Parmi les 15 chefs d'État et de gouvernement présents figuraient notamment les présidents sud-africain Jacob Zuma, zimbabwéen Robert Mugabe, rwandais Paul Kagame, congolais Joseph Kabila, sud-soudanais Salva Kiir, tanzanien Jakaya Kikwete, nigérian Jonathan Goodluck et gabonais Ali Bongo Ondimba.

Alger, Rabat et Le Caire ont eux envoyé leur premier ministre. Les pays de l'Union européenne et les États-Unis étaient représentés au niveau de leurs ambassadeurs et ont déjà prévenu qu'ils limiteraient aux «contacts essentiels» leurs relations avec les deux nouvelles têtes de l'exécutif kényan, en raison de leur inculpation.

Les deux plus hauts dirigeants kényans sont accusés de crimes contre l'humanité pour leur rôle dans les violences postélectorales de fin 2007 - début 2008, les pires de l'histoire du pays, qui avaient fait plus d'un millier de morts.

Ils ont promis de coopérer avec la Cour et donc d'assister à La Haye à leurs procès respectifs, prévus pour s'ouvrir début juillet et fin mai et durer au moins deux ans, faute de quoi un mandat d'arrêt international pourrait être lancé contre eux.

Des milliers de partisans de Kenyatta et Ruto, vêtus de rouge, couleur de la coalition de leurs champions, avaient été amenés dès l'aube en bus au stade, notamment depuis leurs fiefs du centre du Kenya et de la Vallée du Rift.

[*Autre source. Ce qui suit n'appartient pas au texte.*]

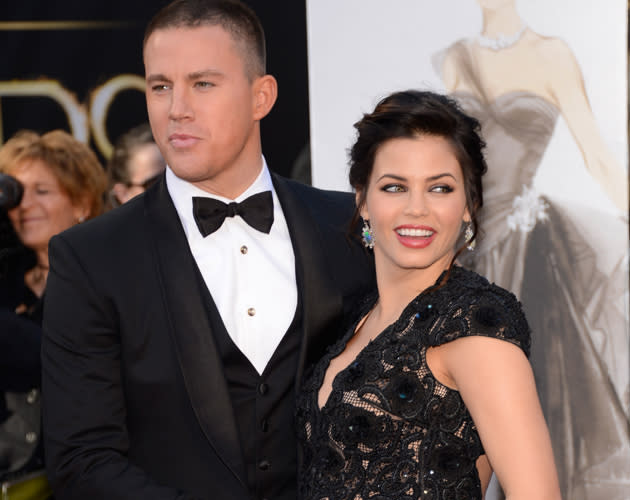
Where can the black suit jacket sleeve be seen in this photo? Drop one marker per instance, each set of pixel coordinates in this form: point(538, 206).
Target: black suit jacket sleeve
point(20, 339)
point(83, 402)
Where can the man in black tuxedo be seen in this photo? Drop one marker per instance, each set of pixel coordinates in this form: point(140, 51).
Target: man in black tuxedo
point(178, 326)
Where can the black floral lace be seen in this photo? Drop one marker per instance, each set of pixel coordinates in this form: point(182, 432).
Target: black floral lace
point(389, 429)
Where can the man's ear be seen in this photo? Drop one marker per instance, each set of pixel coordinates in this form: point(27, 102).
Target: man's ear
point(265, 93)
point(120, 192)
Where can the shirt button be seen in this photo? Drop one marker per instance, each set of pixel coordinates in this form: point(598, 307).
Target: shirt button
point(31, 397)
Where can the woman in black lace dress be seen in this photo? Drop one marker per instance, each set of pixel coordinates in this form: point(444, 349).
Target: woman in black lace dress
point(430, 390)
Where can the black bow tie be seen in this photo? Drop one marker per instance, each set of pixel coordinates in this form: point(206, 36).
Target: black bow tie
point(257, 211)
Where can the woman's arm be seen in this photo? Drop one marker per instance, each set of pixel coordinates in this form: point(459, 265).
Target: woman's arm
point(567, 87)
point(497, 385)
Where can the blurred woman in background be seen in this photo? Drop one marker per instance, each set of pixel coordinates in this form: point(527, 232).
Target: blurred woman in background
point(135, 164)
point(63, 185)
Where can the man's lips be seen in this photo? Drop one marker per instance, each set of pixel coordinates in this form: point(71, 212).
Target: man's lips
point(182, 141)
point(29, 220)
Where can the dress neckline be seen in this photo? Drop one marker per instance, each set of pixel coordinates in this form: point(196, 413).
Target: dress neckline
point(341, 344)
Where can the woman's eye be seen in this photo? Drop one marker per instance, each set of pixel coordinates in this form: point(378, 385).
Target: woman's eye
point(393, 188)
point(442, 188)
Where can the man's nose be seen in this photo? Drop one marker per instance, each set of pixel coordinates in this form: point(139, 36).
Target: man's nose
point(180, 108)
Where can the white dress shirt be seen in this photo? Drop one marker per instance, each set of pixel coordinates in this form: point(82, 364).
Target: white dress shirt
point(250, 274)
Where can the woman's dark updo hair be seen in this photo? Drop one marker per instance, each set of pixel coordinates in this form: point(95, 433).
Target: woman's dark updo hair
point(414, 113)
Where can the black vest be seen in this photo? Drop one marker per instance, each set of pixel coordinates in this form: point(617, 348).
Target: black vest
point(264, 407)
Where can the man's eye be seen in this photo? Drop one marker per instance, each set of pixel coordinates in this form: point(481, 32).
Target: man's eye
point(204, 85)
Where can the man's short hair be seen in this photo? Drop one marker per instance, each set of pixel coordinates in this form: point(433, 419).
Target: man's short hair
point(239, 20)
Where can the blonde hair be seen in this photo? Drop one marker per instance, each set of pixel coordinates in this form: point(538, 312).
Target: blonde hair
point(73, 163)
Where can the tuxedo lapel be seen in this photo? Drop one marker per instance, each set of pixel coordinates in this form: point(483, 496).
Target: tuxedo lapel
point(321, 301)
point(191, 331)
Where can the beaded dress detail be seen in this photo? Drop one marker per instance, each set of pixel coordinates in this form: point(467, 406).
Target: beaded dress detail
point(390, 429)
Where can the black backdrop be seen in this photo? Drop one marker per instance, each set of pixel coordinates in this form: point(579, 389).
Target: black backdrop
point(83, 56)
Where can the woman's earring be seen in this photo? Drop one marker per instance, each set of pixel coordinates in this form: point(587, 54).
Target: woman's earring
point(367, 235)
point(468, 236)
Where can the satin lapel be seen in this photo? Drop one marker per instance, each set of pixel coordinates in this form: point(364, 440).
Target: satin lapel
point(321, 301)
point(189, 326)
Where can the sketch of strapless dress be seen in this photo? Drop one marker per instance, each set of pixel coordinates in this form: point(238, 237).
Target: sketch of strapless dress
point(568, 265)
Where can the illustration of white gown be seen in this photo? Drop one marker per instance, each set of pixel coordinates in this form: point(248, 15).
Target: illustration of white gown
point(568, 265)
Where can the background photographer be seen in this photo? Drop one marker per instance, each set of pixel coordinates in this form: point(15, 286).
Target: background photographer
point(63, 185)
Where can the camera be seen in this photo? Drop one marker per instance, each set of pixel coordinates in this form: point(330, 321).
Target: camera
point(11, 192)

«Nous sommes venus accueillir les fils du pays au Palais présidentiel», a expliqué à l'AFP Jairus Koech, instituteur de 35 ans, ajoutant être «arrivé à 4 h en bus d'Eldoret», environ 300 km au nord-ouest de Nairobi.

L'investiture du nouveau chef de l'État clôt un processus électoral qui s'est déroulé dans la crainte d'un renouvellement des précédentes violences qui ont durablement traumatisé le pays, mais qui n'a finalement débouché sur aucun incident grave.

Odinga, qui avait contesté la victoire de M. Kenyatta devant la Cour suprême, a reconnu sa défaite quand les juges ont rejeté son recours.